“It is better for you that I go. For if I do not go, the Advocate will not come to you” (John 16:9).
Acts 16:23-34; John 16:5-11
Jesus’ departure completed his human sojourn in history, the limited experience all of us will have in this world. Death is part of the human condition, and Jesus of Nazareth was like us in all things in embracing that condition. But the mystery begins here. Because Jesus is the Christ, death could not silence or exclude him from history, and in his risen life He is now timeless, present and active within his followers, the church. But this requires that we accept the torch he is passing to us. There is no Plan B.
In the Farewell Discourses, Jesus tells his disciples that his new presence with them through the Advocate cannot begin until he departs. They want him to stay as he is, the Jesus they have known as their master and teacher. They are grief-stricken at the thought of life without him. They are totally dependent on him as their leader. Yet, this is precisely the transition they, as his followers, must accept for their own mission to begin. He has prepared them and promised to empower them by his Spirit to continue his ministry in the world.
We feel their anxiety as they huddle in the upper room, or their hesitation at the Ascension when they stand looking up the sky. They lack confidence as they return to Jerusalem to pray for the Spirit. They have yet to understand that Jesus has gone ahead of them into the world, and after the Spirit comes at Pentecost, they will experience his power as they carry out his mission. But none of this will happen unless Jesus departs.
In the same sense, this is our dilemma. Do we trust that Jesus is in the world through us? Do we dare to be other Christs? Or would we rather enshrine him, pray to him, stand looking up to heaven for his return, than do what he commanded us, which is to take up his mission to announce God’s Good News, to show his compassion for others, to dare to speak the truth to power and to live his example of mercy and reconciliation in a divided and fearful world?

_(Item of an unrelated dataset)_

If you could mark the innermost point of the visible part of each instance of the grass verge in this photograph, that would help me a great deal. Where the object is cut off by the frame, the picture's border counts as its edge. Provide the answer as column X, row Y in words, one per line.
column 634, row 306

Our celebration of Easter leads us forward to the Ascension and then to Pentecost. We are now the followers of Jesus in the world. We are his human hands and feet, his face and his voice announcing the Gospel to the poor, setting captives free, giving sight to the blind, lifting burdens from the oppressed. But we know our inadequacy to extend his mission. So, like the first disciples, we are called to fast and pray and to offer our weakness and our emptiness to be filled by the Holy Spirit. Everything has led us to this crucial moment of transfer and trust. If we ask for the promised Advocate, when God calls, as every prophet before us has done, we are to say, “Here I am.”